The Christmas season in Rome begins on December 1. We had the pleasure of participating in the start of the festivities in Piazza Navona and  the neighborhoods. The first event on our list was the annual United National Women’s Guild bazaar with shopping opportunities from the world over to fund projects in developing countries.

 

We paused at this shop on the way to Piazza Navona to inspect their treats:


Next stop was wonderful Piazza Navona where the traditional Christmas market was being set up.

 

One of the most important traditions is that of a Nativity Scene, first popularized by St. Francis in the 1200s. Many stands feature enormous selections of figures to make your own: the Holy Family, peasants and now some Nelson Mandelas, food, animals and cork-bark shelters for angels to hover over.

  
And of course there are loads of stalls filled with toys.

 

And a carrousel:

And, the most important, the wizened old grannies called befane who fly through the air astride
broomsticks. La Befana is the witch who brings Christmas treats to children if they are good and coal if they have been bad. She arrives on the night of January 5th to ensure gifts are ready on Epiphany morning in remembrance of the Gifts of the Magi. But no real worries – the “coal” is really black candy, so bambini are never very worried.
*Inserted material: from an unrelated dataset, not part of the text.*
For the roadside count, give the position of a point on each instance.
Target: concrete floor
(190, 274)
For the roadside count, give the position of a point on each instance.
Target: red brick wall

In case you want to know more here’s a delightful clip: 
http://www.youtube.com/watch?feature=player_embedded&v=meR3gMhtfPE

 

 

When it was time for a snack we stopped by the chestnut vendor:


Finally, ready for a return to our hotel we paused at the Pasticceria Barberini on the Via Marmorata for a coffee and a look in their window:  

A perfect start to the season which we would soon be celebrating in our home in the Pacific Northwest.